Distinguished Professor Subal Kumbhakar
Distinguished Professor Subal Kumbhakar
A letter from Chancellor John Ryan noted that the Binghamton economics professor has made “seminal contributions in developing the new field of frontier analysis” and done “pioneering work in the econometric estimation of efficiency, productivity and technical change.”
Kumbhakar, who holds master’s and doctoral degrees in economics from the University of Southern California, came to Binghamton in 2001 from the University of Texas at Austin, where he had taught since 1986.
Very few people attain the rank of distinguished professor. Fewer than 20 Binghamton faculty members and professors emeritus now hold the title, which is awarded to individuals who have achieved national or international prominence and a distinguished reputation in their field.
In her letter nominating him for the honor, President Lois B. DeFleur noted that Kumbhakar has more than 700 scholarly citations and has given nearly a hundred invited and keynote lectures. “His accomplishments unquestionably measure up to the high standards for this promotion,” she said last week. “He is not only an exceptional scholar but also a remarkable teacher. His ability to convey both the complexity and excitement of his field to all students is a special talent.”
Kumbhakar’s research focuses on productivity and efficiency. Studying efficiency ensures that resources are optimally used, he said. This is especially true for industries that are regulated by the government. Inefficiency is likely to grow in an atmosphere where there’s less competitive pressure.
Efficiency studies give credibility and transparency to the activities of public service providers. In the private sector, a study that finds few problems can also provide a boost. It’s akin to a person who gets a clean bill of health from a doctor, Kumbhakar said.
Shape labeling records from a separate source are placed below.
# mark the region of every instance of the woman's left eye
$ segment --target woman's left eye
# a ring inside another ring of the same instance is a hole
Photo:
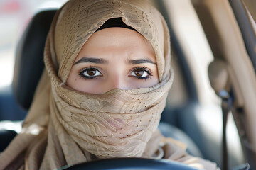
[[[150,69],[146,67],[139,67],[133,70],[131,76],[135,76],[139,79],[146,79],[150,78],[150,76],[152,76],[152,74]]]
[[[81,71],[79,75],[82,78],[92,79],[95,78],[95,76],[102,76],[102,74],[97,69],[90,67]]]

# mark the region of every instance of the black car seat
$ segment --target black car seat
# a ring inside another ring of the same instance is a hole
[[[28,110],[31,104],[38,80],[44,68],[43,50],[48,32],[56,10],[37,13],[31,20],[18,44],[13,81],[13,91],[18,104]],[[22,90],[21,90],[22,89]],[[183,132],[169,124],[161,123],[159,128],[164,135],[183,141],[192,155],[202,157],[193,140]],[[6,139],[10,132],[0,132],[0,139]],[[8,136],[6,142],[0,142],[4,149],[15,134]],[[1,151],[0,149],[0,152]]]

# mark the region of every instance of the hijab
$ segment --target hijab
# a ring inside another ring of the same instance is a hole
[[[103,94],[68,87],[66,80],[82,47],[114,18],[151,44],[159,83]],[[1,154],[0,166],[53,169],[95,158],[150,157],[158,147],[157,127],[174,79],[170,60],[166,23],[147,1],[70,0],[53,18],[45,71],[22,131]],[[19,157],[25,161],[17,162]]]

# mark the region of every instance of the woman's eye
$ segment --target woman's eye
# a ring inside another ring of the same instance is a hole
[[[152,74],[149,69],[142,67],[136,68],[134,71],[132,71],[131,75],[137,79],[146,79],[149,78]]]
[[[79,74],[85,79],[93,79],[95,76],[102,75],[102,74],[101,74],[101,72],[95,68],[85,69],[80,72]]]

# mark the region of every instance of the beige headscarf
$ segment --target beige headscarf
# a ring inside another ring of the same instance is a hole
[[[102,95],[67,86],[82,45],[107,20],[117,17],[152,45],[160,83]],[[94,157],[150,156],[159,146],[159,138],[151,137],[173,81],[170,60],[166,24],[146,0],[69,1],[53,19],[45,48],[46,72],[22,132],[1,154],[0,166],[53,169]],[[25,164],[17,157],[25,157]]]

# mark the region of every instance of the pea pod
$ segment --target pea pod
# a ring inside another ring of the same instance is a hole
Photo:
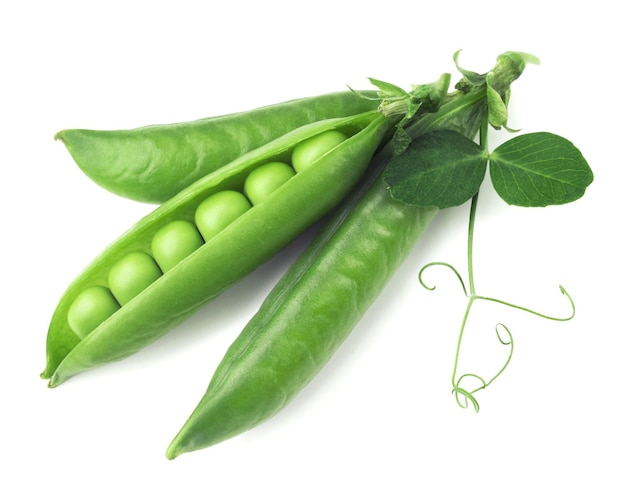
[[[300,127],[205,176],[155,209],[110,245],[69,286],[53,314],[42,373],[54,387],[91,367],[122,359],[182,322],[200,306],[269,259],[336,206],[356,184],[392,128],[377,112]],[[348,139],[245,211],[180,263],[121,306],[82,340],[67,321],[77,296],[107,286],[108,271],[131,252],[150,253],[164,225],[192,221],[199,204],[224,190],[241,190],[248,174],[270,161],[286,161],[299,142],[328,130]]]
[[[345,91],[248,112],[129,130],[67,129],[56,134],[80,169],[112,193],[163,203],[194,181],[253,149],[319,120],[376,109]]]
[[[485,92],[458,94],[411,127],[476,133]],[[167,457],[205,448],[269,419],[322,369],[413,248],[435,208],[391,198],[377,157],[368,182],[336,210],[218,365]]]

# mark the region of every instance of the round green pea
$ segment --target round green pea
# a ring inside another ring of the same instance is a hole
[[[250,207],[248,199],[239,191],[219,191],[198,205],[196,226],[208,242]]]
[[[70,305],[67,323],[81,340],[120,309],[119,303],[104,286],[82,291]]]
[[[175,220],[161,227],[152,238],[152,255],[161,270],[167,272],[203,243],[193,223]]]
[[[295,174],[289,164],[268,162],[248,174],[243,191],[253,205],[258,205]]]
[[[111,266],[109,287],[118,303],[124,306],[161,275],[161,269],[151,256],[131,252]]]
[[[293,149],[291,163],[301,172],[348,137],[338,130],[329,130],[303,140]]]

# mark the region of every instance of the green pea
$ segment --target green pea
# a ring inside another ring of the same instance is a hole
[[[295,175],[293,168],[283,162],[268,162],[254,169],[243,186],[253,205],[258,205]]]
[[[338,130],[329,130],[303,140],[293,150],[291,163],[296,172],[301,172],[332,148],[346,140],[345,134]]]
[[[70,328],[81,340],[120,309],[119,303],[104,286],[92,286],[81,292],[67,312]]]
[[[161,275],[161,269],[151,256],[145,252],[131,252],[111,267],[109,286],[123,306]]]
[[[169,271],[203,244],[196,226],[186,220],[167,223],[152,239],[152,255],[163,272]]]
[[[250,209],[248,199],[239,191],[220,191],[205,199],[196,210],[196,225],[204,241],[224,230]]]

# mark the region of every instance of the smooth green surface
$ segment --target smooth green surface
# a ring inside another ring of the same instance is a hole
[[[211,240],[252,205],[239,191],[220,191],[198,206],[195,222],[205,241]]]
[[[161,275],[161,269],[150,255],[131,252],[111,266],[109,289],[117,302],[124,306]]]
[[[363,92],[375,98],[375,92]],[[375,110],[350,91],[301,98],[193,122],[56,134],[78,167],[112,193],[164,203],[193,182],[304,125]]]
[[[67,312],[67,323],[71,331],[82,339],[119,308],[108,288],[88,287],[73,300]]]
[[[289,159],[293,147],[320,132],[339,129],[350,138],[310,170],[292,177],[136,296],[83,340],[71,331],[67,309],[85,288],[107,285],[111,265],[134,251],[150,252],[164,225],[192,220],[198,205],[223,190],[241,189],[267,162]],[[206,176],[135,224],[70,284],[52,316],[43,378],[54,387],[71,376],[127,357],[180,324],[275,255],[334,208],[357,183],[392,123],[376,112],[316,122],[251,151]],[[242,259],[241,256],[245,256]]]
[[[302,172],[329,150],[341,144],[347,137],[338,130],[329,130],[323,134],[300,142],[293,150],[291,164],[296,172]]]
[[[248,175],[243,191],[253,205],[258,205],[295,175],[289,164],[268,162]]]
[[[204,243],[196,226],[187,220],[166,223],[154,234],[152,255],[163,272],[198,250]]]

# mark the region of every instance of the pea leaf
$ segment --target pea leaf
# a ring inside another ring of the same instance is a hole
[[[458,206],[474,196],[485,177],[481,147],[452,130],[424,134],[394,157],[383,174],[391,196],[414,206]]]
[[[593,181],[574,144],[547,132],[520,135],[497,147],[490,156],[489,174],[504,201],[525,207],[569,203]]]

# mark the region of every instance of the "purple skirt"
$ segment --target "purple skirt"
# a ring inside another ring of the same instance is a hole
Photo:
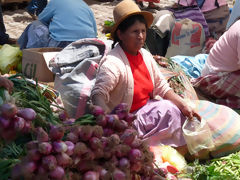
[[[150,100],[134,113],[137,119],[133,126],[149,145],[179,147],[186,144],[182,132],[186,117],[171,101]]]

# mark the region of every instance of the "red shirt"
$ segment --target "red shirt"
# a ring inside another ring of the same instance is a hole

Kumbhakar applies the concepts of efficiency to a set of data and tries to make sense of the results. He doesn’t collect the data himself, which has allowed him to focus on such diverse areas as agriculture, banking, fishing, manufacturing, transportation and public utilities in countries including Sweden, Norway, Finland, Spain, Romania, China, India, Japan and the United States.
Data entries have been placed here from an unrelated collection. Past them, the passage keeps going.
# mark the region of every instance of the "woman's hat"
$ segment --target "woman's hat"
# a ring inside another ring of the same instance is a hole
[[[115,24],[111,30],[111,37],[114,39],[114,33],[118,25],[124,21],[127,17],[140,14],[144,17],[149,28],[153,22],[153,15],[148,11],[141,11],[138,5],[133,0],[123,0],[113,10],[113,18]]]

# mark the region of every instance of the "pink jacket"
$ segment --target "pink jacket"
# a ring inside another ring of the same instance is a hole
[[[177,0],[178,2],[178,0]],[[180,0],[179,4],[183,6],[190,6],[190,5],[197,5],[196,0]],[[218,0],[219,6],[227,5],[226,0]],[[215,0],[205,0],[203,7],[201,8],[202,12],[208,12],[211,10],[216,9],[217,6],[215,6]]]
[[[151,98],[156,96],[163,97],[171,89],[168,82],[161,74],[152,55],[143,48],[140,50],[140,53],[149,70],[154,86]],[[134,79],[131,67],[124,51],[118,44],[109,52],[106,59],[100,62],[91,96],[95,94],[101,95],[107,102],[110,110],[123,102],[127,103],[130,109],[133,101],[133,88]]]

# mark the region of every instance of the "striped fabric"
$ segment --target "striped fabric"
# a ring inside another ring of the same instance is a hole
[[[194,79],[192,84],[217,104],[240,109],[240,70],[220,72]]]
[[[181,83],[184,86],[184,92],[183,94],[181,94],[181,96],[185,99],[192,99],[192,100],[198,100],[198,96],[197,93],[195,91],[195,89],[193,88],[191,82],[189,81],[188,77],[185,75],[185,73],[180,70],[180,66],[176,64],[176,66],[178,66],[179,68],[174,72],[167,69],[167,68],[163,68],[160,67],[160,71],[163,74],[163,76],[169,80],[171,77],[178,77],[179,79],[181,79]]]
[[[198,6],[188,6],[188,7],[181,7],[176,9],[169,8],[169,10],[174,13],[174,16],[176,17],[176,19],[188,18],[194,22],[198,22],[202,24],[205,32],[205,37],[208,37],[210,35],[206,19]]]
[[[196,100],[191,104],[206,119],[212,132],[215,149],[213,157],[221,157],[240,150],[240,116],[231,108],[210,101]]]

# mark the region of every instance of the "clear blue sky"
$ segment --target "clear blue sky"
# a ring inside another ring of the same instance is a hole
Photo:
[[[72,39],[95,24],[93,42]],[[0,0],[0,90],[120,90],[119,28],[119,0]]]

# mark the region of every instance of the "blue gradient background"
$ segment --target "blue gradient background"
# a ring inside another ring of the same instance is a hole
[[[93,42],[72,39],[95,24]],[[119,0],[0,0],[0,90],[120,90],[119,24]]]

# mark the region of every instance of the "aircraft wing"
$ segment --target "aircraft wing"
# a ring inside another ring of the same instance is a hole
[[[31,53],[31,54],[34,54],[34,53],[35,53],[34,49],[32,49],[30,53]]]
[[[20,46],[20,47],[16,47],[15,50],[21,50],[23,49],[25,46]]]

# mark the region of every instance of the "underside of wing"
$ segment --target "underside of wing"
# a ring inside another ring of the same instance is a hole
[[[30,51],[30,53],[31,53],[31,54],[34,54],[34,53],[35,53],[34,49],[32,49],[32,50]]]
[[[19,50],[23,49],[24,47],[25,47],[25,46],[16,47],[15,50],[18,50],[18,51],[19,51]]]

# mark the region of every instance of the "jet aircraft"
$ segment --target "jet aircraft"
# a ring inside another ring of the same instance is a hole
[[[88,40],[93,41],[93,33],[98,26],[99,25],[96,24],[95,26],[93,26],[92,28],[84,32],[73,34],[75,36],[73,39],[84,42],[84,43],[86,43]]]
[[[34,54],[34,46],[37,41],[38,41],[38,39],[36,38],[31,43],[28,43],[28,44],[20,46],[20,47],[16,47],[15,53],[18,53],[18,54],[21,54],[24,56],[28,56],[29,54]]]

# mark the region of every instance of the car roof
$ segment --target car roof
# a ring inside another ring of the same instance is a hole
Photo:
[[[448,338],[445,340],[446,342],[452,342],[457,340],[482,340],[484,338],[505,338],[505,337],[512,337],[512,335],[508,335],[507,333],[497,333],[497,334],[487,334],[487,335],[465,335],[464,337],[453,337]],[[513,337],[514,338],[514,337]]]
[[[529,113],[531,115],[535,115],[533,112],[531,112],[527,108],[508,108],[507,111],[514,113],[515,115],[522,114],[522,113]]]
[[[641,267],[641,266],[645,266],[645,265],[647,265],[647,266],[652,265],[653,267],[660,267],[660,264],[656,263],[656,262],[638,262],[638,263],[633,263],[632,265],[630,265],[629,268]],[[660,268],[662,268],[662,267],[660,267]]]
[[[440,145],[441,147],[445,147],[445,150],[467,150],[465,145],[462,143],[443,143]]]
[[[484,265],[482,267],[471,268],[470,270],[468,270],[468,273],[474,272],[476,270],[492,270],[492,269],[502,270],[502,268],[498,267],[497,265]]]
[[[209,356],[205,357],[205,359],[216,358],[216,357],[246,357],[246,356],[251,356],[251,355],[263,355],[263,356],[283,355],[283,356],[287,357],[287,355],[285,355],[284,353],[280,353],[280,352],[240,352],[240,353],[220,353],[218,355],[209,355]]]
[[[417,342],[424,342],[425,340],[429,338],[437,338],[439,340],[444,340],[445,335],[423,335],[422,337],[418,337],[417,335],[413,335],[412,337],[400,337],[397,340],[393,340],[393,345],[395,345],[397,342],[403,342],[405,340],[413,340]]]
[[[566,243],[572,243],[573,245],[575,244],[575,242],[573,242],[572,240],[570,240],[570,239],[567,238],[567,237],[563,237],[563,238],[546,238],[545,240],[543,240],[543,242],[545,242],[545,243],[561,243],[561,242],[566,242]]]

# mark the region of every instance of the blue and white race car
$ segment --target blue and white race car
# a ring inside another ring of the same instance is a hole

Kumbhakar said he is excited to see more people putting his work to practical use lately. Governments, especially in the United Kingdom and Australia, are examining the efficiency of public services such as water and electric utilities and the rail system. Private efficiency studies in several European countries also use Kumbhakar’s techniques.
“Now some people are benefiting from the methods that I have been working on for many years,” he said. “This is gratifying.”
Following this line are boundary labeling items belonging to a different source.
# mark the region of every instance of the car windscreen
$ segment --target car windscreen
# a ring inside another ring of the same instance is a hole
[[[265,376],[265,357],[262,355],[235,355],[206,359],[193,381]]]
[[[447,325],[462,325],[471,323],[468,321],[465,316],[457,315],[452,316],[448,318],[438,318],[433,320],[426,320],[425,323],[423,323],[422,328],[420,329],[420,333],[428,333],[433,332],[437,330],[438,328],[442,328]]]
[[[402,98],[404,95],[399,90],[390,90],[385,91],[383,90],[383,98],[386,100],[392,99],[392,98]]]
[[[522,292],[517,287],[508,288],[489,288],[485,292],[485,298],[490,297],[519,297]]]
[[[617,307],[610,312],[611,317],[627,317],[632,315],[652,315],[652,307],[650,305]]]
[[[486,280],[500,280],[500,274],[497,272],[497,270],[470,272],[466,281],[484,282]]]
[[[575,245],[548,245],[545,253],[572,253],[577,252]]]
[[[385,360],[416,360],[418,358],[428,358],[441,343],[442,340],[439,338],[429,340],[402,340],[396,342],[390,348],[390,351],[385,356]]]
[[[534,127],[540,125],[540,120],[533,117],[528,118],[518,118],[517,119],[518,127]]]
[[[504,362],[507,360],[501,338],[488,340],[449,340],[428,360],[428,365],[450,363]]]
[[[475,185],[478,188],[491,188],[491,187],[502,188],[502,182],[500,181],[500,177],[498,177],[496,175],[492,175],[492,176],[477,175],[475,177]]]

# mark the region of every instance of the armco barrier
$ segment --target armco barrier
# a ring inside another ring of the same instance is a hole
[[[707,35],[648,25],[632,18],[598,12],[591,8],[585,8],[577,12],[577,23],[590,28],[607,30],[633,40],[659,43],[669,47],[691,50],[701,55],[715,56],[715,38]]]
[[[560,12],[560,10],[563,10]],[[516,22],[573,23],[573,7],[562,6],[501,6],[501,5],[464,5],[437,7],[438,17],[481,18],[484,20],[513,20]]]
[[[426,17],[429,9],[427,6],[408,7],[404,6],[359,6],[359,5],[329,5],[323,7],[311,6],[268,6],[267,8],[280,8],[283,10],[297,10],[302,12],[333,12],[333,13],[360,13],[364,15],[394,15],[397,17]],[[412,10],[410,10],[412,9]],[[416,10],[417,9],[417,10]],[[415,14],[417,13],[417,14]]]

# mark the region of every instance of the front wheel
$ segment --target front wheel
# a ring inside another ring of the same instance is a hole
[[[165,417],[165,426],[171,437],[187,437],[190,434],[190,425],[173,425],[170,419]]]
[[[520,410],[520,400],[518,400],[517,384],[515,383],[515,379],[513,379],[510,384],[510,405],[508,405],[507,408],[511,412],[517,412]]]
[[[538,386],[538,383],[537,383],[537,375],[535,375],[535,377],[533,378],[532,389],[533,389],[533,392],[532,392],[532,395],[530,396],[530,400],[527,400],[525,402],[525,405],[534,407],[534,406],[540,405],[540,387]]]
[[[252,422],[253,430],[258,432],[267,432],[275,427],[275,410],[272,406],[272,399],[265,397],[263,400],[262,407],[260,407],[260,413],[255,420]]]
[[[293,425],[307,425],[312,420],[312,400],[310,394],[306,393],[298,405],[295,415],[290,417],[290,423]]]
Kumbhakar’s interest in efficiency extends back to his dissertation. He’s now at work on a book with Hung-Jen Wang, who is visiting the University from Taiwan. In 2000, he published Stochastic Frontier Analysis with co-author Knox Lovell, which is well received among researchers in this field.
“I was very pleased to hear about Professor Kumbhakar’s well-deserved promotion,” said Jean-Pierre Mileur, Harpur College dean. “He is one of the world’s best economists in his sub-field and an excellent colleague as well.”
Kumbhakar said he enjoys the open and friendly atmosphere in Binghamton’s Economics Department. He appreciates the support of his colleagues and Mileur. He also enjoys the view of the area’s rolling hills from his 10th floor office in the Library Tower.
Kumbhakar traveled a long road to Binghamton University.
He’s from a remote village in India, a community so small that in ninth grade Kumbhakar did not have the traditional choice of studying the sciences. There simply was no science curriculum available at his school. He was, however, one of five students chosen for a special math class.
When he arrived at college in Calcutta, he found economics the most appealing subject. After graduation from Calcutta University, he taught at a university in India. His studies took him to California and then to Texas, where he taught for about 15 years.
Now Kumbhakar is truly a citizen of the world. Though he lives in Vestal with his wife and three daughters, he travels frequently. Last summer, for instance, he visited nine countries to deliver lectures, work with colleagues and relax with his family. He is often invited to speak at efficiency and productivity conferences around the world and in 1997 received an honorary doctorate from Gothenburg University in Sweden.
Today, Kumbhakar’s the one challenging young people to grasp new concepts in mathematics as they relate to statistics and econometrics.
Kumbhakar understands that these topics can be dry, but insists that they’re fascinating once one knows enough about them. The trick is bringing his students past that threshold. He finds that computers make it easier to bring practical examples from his work into the classroom.
He said: “I try to tell the students, ‘It’s difficult but it’s still worth going through it because this will be the most useful skill in your life as an economist.’”
That has certainly been true for Kumbhakar, who contrasted growing up in that remote village with his current life this way: “First you were looking through a pinhole. And now the whole window has opened up.”